Ukraine möchte Zugang zum Unterricht in der Muttersprache einschränken
Die dramatische Einschränkung des Zugangs zur Bildung für die ethnischen Minderheiten in der Ukraine durch ein neues Bildungsgesestz sorgt für Unruhe in Europa, von Bukarest bis nach Athen, von Budapest bis nach Sofia.

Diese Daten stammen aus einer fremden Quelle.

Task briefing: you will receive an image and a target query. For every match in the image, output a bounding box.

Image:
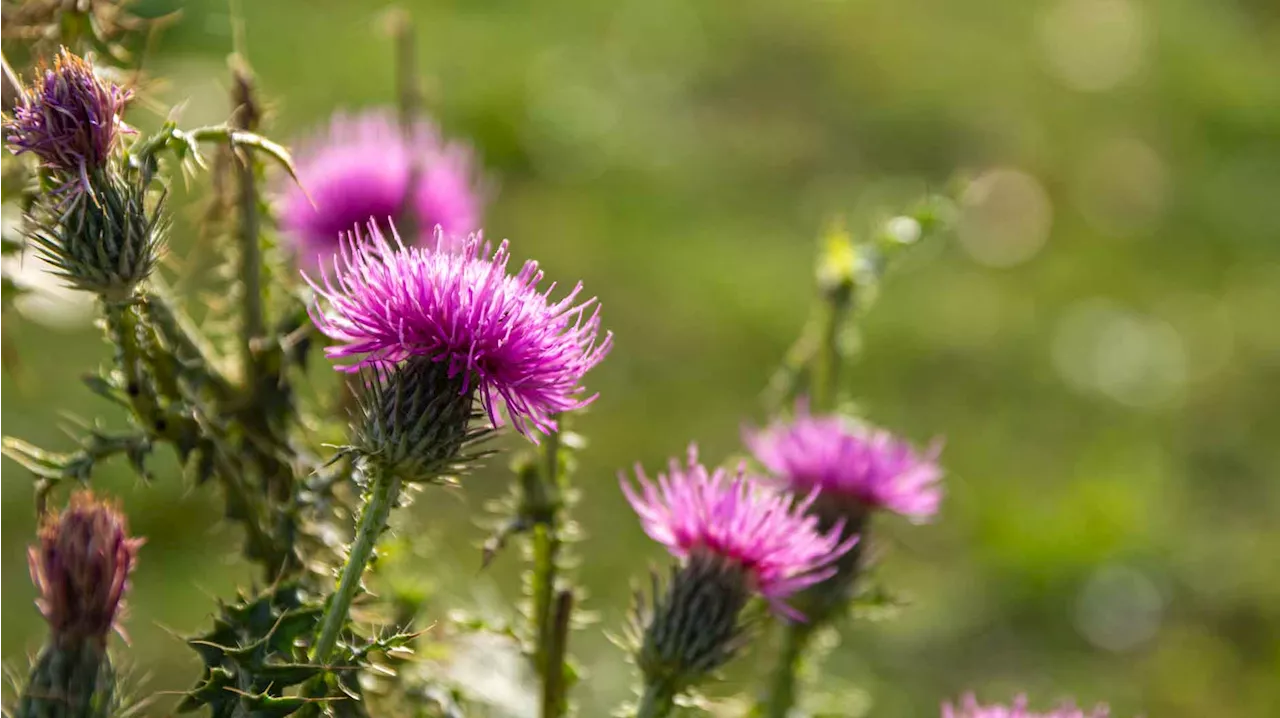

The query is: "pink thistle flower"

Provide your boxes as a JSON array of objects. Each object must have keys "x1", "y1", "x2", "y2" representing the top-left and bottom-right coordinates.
[
  {"x1": 280, "y1": 109, "x2": 484, "y2": 269},
  {"x1": 942, "y1": 694, "x2": 1111, "y2": 718},
  {"x1": 306, "y1": 222, "x2": 611, "y2": 438},
  {"x1": 621, "y1": 445, "x2": 856, "y2": 619},
  {"x1": 746, "y1": 400, "x2": 943, "y2": 522}
]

Bogdan Matei, 15.09.2017, 16:36
Vor dem Hintergrund der jungen diplomatischen Spannungen zwischen Rumänien und Ungarn, gibt es sehr selten Themen, wo die Außenminister der beiden Nachbarstaaten einen gemeinsamen Standpunkt vertreten. Dennoch übermittelten Teodor Meleşcanu und Peter Szijjarto, gemeinsam mit ihren Amtskollegen aus Bulgarien, Ekaterina Zakharieva, und aus Griechenland, Nikos Kotzias, dem Kiewer Chefdiplomat Pavlo Klimkin, dem Generalsekretär des Europarates Thorbjorn Jagland und dem Hohen Kommissar der OSZE für Landesminderheiten Lamberto Zannier einen gemeinsamen Brief.

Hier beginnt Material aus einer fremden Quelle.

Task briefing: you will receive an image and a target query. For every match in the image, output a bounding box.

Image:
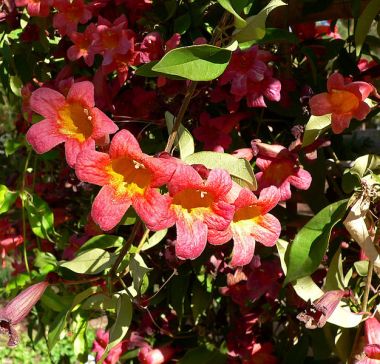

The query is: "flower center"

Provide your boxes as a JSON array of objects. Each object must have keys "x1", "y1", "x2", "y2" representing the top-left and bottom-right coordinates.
[
  {"x1": 328, "y1": 90, "x2": 359, "y2": 114},
  {"x1": 263, "y1": 160, "x2": 296, "y2": 186},
  {"x1": 172, "y1": 189, "x2": 214, "y2": 213},
  {"x1": 107, "y1": 158, "x2": 152, "y2": 197},
  {"x1": 101, "y1": 30, "x2": 120, "y2": 49},
  {"x1": 57, "y1": 102, "x2": 93, "y2": 142},
  {"x1": 233, "y1": 206, "x2": 262, "y2": 223}
]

Darin äußern sie die Besorgnis und das tiefste Bedauern wegen der jungen Verabschiedung durch die Obere Rada des Bildungsgesetzentwurfes in der Ukraine. Diese gemeinsame Handlung, so die Urheber, liegt im Interesse der unterzeichnenden Parteien, die Rechte der Landesminderheiten zu wahren. Sie wenden sich an die ukrainischen Behörden, um konkrete Maßnahmen diesbezüglich, im Sinne der Zusammenarbeit und der strengen Einhaltung der einschlägigen internationalen Normen und Standards zu finden.
Das angefochtene Gesetz, das von Präsident Petro Poroschenko promulgiert werden muss, um in Kraft zu treten, schränkt den Zugang zur Bildung in der Muttersprache für die zahlreichen Minderheitengemeinden in der Ukraine ein – Es handelt sich dabei um Russen, Rumänen, Ungarn, Bulgaren, Griechen, Polen usw. Das besagte Gesetz sieht vor, dass in Lyzeen und Hochschulen nur auf Ukrainisch unterrichtet wird. Dabei soll die Bildung in den Sprachen der Minderheiten nur in Kindergärten und Grundschulen möglich sein.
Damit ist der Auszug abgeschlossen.